A ben vedere, la trasmissione infamante della tv di stato - tramite le persone di Francesca, Valerio e Marcello (parlo solo di quelli che conosco) - ha voluto colpire quello che essi, nella loro seconda vita, hanno incarnato: la semplice verità che l’uomo della pena può essere diverso da quello del delitto e il diritto umano alla speranza che non po' essere negato a nessuno.
In realtà, non sono loro, sono le più alte corti di giustizia, di Strasburgo, costituzionali, di cassazione, a essere imputate di mafiosità, terrorismo, criminalità, le loro sentenze ispirate e votate alla difesa dei diritti umani fondamentali a essere condannate a morte.
Caino non abita da noi, ha occupato la mente, l’animo, il verbo di chi, nel nome di Abele, è diventato Caino. Nel suo pubblico servizio, Report non dispensa verità e conoscenza, pensa solo a male, nutre solo cattivi sentimenti, compie atti malvagi. Come le Erinni, le mostruose figure della notte, anima un potere sotterraneo e oscuro, trama sospetti, sibila maldicenze, semina odio. Con ciò causando danni individuali e sociali incalcolabili. Ma il nostro “Nessuno tocchi Caino” vale anche per loro, per le Erinni della tv di Stato. Perché a tutti, anche a loro, vogliamo che succeda ciò per cui noi lottiamo: la conversione del potere allo Stato di Diritto, a un ordine fondato sul dialogo e la nonviolenza, a una vita fondata sull’amore, a una giustizia temperata dalla grazia.”
(Fonte: Nessuno tocchi Caino)

YEMEN: GRAZIATO DAL PADRE DELLA VITTIMA POCO PRIMA DELL’ESECUZIONE
Il capo di una tribù yemenita nel governatorato di Ma'rib il 20 febbraio 2023 ha perdonato l'assassino di suo figlio, pochi istanti prima della sua esecuzione, hanno riferito i media locali.
Lo sceicco Abdullah Al Qahati, il padre della vittima, Saddam, era presente nell'edificio del tribunale di Ma'rib per assistere all'esecuzione di Rabih Al Damasi, che era stato condannato per aver ucciso intenzionalmente Saddam alcuni anni fa.
Tuttavia, "per amore di Dio Onnipotente", lo sceicco Al Qahati ha deciso di rinunciare al suo diritto di vedere eseguita la condanna a morte come punizione per l'omicidio di suo figlio.
La decisione è stata presa alla presenza di numerosi sceicchi e notabili della comunità, tutti commossi dall'atto di perdono dello sceicco.
Secondo i testimoni, il padre della vittima aveva già in precedenza perdonato l'omicida di un altro suo figlio, diversi anni fa.

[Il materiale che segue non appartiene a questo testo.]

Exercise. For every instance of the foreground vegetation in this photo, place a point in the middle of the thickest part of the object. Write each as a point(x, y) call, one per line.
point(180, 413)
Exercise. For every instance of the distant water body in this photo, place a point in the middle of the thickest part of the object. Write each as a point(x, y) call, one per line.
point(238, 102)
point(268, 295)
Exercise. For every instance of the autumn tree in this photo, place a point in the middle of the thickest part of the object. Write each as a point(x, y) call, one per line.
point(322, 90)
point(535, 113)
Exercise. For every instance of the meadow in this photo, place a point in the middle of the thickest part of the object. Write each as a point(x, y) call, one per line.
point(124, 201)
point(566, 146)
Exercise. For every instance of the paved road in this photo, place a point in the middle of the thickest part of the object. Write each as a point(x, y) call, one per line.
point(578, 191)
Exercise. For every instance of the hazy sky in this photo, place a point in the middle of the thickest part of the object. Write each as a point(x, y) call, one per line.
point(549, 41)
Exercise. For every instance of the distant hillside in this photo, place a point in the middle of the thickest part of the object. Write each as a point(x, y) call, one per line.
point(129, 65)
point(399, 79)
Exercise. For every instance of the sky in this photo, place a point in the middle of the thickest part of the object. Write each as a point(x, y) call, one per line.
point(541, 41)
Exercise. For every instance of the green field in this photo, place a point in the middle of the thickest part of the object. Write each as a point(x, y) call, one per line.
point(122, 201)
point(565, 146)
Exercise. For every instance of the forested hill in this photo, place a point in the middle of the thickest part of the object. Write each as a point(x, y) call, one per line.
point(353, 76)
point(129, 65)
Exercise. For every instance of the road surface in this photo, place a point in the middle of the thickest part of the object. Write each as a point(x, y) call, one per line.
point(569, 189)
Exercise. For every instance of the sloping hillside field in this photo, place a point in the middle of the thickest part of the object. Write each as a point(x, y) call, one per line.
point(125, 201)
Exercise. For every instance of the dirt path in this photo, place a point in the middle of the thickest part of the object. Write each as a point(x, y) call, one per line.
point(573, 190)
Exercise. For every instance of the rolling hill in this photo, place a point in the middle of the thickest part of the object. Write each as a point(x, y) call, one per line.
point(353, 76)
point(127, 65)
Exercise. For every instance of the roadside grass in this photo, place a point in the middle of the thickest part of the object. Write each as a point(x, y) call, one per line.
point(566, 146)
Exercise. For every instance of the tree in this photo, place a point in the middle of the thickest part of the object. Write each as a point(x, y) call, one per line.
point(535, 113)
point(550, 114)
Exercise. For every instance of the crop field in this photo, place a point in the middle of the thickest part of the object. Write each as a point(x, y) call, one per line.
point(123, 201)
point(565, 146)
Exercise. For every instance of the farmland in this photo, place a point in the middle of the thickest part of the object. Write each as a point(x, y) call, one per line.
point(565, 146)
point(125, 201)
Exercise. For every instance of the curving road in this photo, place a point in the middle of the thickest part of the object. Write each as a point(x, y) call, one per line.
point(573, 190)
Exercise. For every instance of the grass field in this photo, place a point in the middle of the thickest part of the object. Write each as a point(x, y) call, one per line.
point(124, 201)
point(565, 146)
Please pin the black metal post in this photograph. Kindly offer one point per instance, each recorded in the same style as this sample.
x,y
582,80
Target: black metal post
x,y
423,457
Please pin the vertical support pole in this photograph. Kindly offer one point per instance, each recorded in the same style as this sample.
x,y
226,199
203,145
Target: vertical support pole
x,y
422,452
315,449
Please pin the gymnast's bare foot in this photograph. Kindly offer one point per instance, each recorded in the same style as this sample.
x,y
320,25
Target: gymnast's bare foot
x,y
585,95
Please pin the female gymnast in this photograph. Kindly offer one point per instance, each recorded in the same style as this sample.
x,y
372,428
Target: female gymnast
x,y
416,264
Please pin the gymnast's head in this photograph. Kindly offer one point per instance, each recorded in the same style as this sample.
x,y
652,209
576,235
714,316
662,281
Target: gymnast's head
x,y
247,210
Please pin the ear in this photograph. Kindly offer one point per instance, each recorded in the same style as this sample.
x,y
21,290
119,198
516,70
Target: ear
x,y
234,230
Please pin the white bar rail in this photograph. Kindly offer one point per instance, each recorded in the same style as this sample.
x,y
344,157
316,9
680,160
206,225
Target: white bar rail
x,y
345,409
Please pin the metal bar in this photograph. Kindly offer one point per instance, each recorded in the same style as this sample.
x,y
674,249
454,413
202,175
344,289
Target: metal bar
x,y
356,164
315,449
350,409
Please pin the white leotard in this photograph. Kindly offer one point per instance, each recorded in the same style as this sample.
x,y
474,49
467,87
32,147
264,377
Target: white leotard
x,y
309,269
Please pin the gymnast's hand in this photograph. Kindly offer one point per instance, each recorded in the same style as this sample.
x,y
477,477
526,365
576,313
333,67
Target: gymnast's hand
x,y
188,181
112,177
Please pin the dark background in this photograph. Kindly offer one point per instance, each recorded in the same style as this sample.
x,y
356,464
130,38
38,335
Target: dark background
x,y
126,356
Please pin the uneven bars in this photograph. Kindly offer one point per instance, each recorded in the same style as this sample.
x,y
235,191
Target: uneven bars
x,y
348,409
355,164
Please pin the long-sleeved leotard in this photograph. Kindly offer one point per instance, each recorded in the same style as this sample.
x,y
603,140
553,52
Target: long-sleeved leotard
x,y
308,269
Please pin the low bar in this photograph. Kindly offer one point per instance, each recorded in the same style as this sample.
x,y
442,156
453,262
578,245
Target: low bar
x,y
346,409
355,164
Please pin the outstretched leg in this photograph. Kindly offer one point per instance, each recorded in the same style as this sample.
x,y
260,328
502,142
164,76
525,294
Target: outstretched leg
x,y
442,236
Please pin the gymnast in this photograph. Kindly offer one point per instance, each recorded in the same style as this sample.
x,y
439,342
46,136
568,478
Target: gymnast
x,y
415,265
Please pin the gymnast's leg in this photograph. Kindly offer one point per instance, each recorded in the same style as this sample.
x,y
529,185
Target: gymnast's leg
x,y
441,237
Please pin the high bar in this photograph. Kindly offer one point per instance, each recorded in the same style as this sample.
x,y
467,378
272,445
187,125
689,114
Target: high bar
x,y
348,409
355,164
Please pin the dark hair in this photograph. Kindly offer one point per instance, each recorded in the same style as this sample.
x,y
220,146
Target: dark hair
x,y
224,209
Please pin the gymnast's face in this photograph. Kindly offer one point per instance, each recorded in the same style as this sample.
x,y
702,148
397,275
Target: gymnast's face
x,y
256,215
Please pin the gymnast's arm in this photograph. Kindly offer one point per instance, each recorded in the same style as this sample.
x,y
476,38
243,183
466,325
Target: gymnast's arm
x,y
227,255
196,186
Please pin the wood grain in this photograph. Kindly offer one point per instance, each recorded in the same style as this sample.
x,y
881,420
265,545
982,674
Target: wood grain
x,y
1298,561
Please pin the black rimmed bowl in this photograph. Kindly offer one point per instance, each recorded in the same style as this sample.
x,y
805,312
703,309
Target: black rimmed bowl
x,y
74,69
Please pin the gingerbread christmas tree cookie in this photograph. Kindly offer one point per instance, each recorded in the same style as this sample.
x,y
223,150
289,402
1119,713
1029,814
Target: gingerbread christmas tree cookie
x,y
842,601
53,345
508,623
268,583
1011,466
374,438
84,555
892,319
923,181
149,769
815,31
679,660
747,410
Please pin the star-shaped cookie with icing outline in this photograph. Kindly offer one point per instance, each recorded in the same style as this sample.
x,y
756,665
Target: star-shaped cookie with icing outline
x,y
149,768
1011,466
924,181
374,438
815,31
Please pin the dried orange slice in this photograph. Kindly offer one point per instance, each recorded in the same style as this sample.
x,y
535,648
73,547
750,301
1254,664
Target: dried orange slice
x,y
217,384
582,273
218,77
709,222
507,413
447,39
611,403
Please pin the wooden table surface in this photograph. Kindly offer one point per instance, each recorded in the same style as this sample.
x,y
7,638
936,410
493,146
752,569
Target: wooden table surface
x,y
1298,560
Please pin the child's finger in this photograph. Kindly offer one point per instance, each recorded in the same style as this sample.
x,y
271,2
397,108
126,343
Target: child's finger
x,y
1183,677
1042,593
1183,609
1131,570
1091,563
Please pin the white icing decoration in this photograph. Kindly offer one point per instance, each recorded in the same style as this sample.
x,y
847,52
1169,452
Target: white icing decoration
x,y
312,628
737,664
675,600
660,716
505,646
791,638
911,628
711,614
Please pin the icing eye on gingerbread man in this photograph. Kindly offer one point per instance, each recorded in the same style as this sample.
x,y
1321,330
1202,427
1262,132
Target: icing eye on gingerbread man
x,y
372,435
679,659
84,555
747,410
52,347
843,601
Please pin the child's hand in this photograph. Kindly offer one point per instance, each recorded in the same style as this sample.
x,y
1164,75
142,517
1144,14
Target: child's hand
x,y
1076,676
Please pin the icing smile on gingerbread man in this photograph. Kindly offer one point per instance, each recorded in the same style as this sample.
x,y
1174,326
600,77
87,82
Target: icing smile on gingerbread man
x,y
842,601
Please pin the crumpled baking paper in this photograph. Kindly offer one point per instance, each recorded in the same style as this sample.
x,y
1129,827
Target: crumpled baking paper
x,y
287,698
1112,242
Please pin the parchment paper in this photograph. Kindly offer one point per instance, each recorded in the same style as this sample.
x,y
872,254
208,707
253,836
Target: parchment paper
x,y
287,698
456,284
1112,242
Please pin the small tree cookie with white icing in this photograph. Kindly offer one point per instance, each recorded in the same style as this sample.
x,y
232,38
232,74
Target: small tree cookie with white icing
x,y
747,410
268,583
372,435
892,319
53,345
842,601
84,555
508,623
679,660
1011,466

Quest’ultimi atto di misericordia e perdono ha attirato l'attenzione degli attivisti yemeniti sui social media, che hanno elogiato la straordinaria dimostrazione di compassione di Sheikh Al Qahati.
La madre dell’omicida si era accampata nel cimitero dove è sepolto Saddam, chiedendo il perdono.
L’accorata domanda di grazia della madre ha raggiunto lo sceicco Al Qahati, che ha così scelto di mettere da parte il suo desiderio di vendetta.